Лейтенанта Гусеницина Григорьев не любил. Во всем: в лице Гусеницина, в его голосе, в походке, в манере подойти к начальству, проступало что-то хитроватое, неискреннее. Не любили лейтенанта и его подчиненные, постовые милиционеры. До перехода в оперативную группу, когда он был еще командиром взвода службы, Гусеницин в обращении с подчиненными слыл непреклонным, а порой до жестокости упрямым.
Полковнику же Колунову это казалось образцом твердости и дисциплинированности командира.
Если вы в сильный мороз глубокой ночью, когда не работает никакой транспорт, кроме такси, на оплату которого у вас нет денег, оказались вблизи вокзала и хотите зайти туда, чтобы погреться, а может, и скоротать там остаток ночи - вас не пустят, если в это время на работе лейтенант Гусеницин. Без билета вход в вокзал инструкция запрещает. Стуча от холода зубами, вы показываете лейтенанту свой паспорт или студенческий билет, объясняете, что задержались у приятеля или на институтском вечере, взываете к человеческой доброте Гусеницина - все напрасно. Ответ у него будет один:
- Нельзя! Здесь не ночлежка, а вокзал.
Хоть разрыдайся, хоть ложись у дверей вокзала - лейтенант от буквы инструкции не отступит. Бездушный и черствый, он не видел в человеке человека.

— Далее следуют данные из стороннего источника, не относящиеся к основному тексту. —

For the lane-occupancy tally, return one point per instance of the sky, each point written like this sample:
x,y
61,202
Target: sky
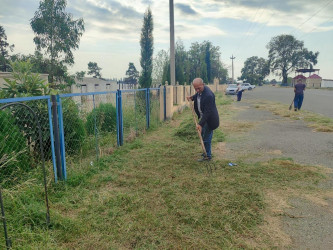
x,y
241,28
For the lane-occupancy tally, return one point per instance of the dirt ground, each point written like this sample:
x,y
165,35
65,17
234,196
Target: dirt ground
x,y
307,222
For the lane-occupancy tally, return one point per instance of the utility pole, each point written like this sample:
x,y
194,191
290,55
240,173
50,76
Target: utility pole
x,y
172,45
232,67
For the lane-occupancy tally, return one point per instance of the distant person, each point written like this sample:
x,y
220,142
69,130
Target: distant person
x,y
239,92
299,94
205,108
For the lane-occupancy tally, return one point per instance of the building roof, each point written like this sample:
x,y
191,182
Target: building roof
x,y
306,70
314,76
299,77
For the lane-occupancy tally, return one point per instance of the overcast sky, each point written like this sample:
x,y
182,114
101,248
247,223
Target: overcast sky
x,y
241,28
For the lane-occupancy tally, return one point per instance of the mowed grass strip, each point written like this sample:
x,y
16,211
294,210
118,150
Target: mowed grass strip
x,y
152,193
318,122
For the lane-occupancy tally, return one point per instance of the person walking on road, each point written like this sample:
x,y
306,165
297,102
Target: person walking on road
x,y
205,108
299,94
239,92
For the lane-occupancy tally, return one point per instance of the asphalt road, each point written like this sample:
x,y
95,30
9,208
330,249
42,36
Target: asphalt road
x,y
316,100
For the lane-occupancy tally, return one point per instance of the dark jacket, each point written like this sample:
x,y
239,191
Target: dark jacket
x,y
208,108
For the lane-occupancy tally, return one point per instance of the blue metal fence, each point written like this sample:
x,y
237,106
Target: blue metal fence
x,y
92,124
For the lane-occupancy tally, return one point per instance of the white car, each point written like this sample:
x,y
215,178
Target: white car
x,y
247,86
231,89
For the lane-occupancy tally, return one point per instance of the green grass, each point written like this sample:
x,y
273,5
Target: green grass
x,y
151,193
318,122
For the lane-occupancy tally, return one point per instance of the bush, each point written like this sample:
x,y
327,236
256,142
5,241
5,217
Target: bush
x,y
14,152
106,119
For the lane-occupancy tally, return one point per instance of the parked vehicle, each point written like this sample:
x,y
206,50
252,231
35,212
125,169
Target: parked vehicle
x,y
231,89
248,86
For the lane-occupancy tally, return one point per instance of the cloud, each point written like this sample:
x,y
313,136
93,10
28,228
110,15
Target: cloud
x,y
186,9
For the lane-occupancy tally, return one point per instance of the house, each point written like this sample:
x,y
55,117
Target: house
x,y
313,81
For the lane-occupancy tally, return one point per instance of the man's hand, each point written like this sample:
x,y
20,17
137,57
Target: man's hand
x,y
199,128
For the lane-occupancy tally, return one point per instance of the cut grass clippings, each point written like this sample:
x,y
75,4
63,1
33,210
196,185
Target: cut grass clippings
x,y
318,122
152,193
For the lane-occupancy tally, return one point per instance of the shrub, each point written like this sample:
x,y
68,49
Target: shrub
x,y
106,119
14,152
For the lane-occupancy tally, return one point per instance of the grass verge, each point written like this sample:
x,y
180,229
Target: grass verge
x,y
318,122
151,193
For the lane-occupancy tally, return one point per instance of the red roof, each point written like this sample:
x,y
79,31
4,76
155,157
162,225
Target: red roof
x,y
314,76
299,77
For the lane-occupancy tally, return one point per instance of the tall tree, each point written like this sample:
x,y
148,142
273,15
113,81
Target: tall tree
x,y
255,70
147,49
94,70
180,61
286,54
57,33
4,46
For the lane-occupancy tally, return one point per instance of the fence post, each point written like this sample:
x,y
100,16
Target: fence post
x,y
147,108
120,128
96,129
62,138
164,102
56,136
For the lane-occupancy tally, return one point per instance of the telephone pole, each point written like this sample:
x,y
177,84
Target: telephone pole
x,y
232,67
172,45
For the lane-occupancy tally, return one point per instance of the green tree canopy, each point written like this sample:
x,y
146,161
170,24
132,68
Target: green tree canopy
x,y
147,50
286,54
24,82
94,70
4,46
255,70
159,63
132,74
57,33
202,60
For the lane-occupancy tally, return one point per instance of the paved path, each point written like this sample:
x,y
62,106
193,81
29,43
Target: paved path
x,y
316,100
309,224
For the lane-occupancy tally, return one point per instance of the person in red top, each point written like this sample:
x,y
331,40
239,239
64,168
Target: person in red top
x,y
299,94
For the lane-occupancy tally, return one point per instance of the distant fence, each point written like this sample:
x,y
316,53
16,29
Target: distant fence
x,y
85,125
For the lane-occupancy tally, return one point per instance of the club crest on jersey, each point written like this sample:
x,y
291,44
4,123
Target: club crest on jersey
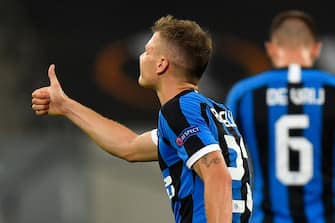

А однажды сержант Захаров был свидетелем, как Гусеницин оштрафовал старика за курение в вокзале. Сухой, высокий и бородатый - незаросшими у него оставались только лоб, нос да глаза - он походил на тех благородных стариков, за которыми охотятся художники. Видя, что у буфета молодые и хорошо одетые парни в шляпах свободно раскуривают, старик достал кисет с самосадом и свернул козью ножку. Но не успел он сделать и двух затяжек, как к нему подошел Гусеницин.
- За курение в общественном месте с вас, гражданин, взыскивается штраф в сумме пять рублей.
Сколько ни умолял старик, от штрафа его не избавили.
Захаров хотел тогда подойти к Гусеницину, остановить, урезонить, но устав и дисциплина не позволяли подчиненному вмешиваться в дела старшего начальника.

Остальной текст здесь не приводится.